Parsing ls output not only "isn't the best way", it's also wrong (tm). You know
that, but I still want to point it out. Not saying compatibility should be
broken; as already said, nothing is broken.

> Also, I cannot come up with a good
> reason why someone would use ls -1 unless they were scripting it.

Pádraig already mentioned one: "When `ls -1` is used interactively it can be
handy to triple click to select the whole line." Also, one per line is easier
on my eyes.

> (add to that, if anyone using the -1 argument that seems to imply that they
> know what they are doing).

Not sure what you're implying.

> Having said that, I am thinking about it now an know that I have
> used ls-1 before just to see the output, and I used it to see the honest 
> output
> without any "noise" - no dates and times, no formatting, no anything, just
> plain filenames.

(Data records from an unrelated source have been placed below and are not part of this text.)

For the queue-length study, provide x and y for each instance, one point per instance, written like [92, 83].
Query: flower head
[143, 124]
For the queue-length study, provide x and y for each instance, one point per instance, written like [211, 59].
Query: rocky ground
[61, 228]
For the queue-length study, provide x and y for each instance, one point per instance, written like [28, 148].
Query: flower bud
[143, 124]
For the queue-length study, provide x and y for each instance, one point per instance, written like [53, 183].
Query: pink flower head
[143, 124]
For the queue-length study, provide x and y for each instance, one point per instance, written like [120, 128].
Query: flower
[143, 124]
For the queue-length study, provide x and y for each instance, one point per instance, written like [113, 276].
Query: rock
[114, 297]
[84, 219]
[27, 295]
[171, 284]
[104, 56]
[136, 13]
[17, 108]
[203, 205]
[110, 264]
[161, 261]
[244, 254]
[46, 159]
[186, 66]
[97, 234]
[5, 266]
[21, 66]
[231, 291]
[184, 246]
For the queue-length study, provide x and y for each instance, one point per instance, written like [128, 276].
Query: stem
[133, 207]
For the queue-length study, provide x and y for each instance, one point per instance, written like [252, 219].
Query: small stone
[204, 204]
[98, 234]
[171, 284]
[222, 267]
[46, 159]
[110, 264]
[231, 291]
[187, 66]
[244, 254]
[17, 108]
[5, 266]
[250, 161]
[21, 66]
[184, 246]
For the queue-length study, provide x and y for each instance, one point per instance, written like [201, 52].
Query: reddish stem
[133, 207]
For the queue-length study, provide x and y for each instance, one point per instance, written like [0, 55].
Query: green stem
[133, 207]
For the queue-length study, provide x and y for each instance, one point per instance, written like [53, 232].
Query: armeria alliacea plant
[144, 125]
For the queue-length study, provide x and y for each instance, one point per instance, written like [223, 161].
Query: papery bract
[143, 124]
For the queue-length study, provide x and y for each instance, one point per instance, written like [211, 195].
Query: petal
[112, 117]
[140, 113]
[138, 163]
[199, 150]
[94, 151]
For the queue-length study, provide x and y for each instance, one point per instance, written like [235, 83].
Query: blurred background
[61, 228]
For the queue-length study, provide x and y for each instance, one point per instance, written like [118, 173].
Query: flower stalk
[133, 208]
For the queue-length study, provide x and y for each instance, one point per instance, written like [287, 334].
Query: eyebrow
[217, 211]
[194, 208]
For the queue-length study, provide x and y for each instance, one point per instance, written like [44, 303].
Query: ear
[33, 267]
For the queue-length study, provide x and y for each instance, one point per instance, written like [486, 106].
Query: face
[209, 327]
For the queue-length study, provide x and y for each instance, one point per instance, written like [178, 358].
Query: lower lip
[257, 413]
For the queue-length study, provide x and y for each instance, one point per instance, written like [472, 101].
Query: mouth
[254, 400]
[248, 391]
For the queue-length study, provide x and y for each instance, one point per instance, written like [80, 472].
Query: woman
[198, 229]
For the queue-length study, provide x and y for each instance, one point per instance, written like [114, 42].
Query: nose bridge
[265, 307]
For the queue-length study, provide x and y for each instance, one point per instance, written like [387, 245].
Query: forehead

I think the "list one file per line." in the man page says it
> right; just list it.

That's more of an argument against quoting than alignment. You should probably
open a new discussion (and you've had quite a while to do that).

> As eluded to above, I cannot think of a scenario where someone would use ls
> -1 and want it indented for them.

The fact that I even bothered to open this issue probably says something about
someone wanting to use `ls -1` and see the results aligned.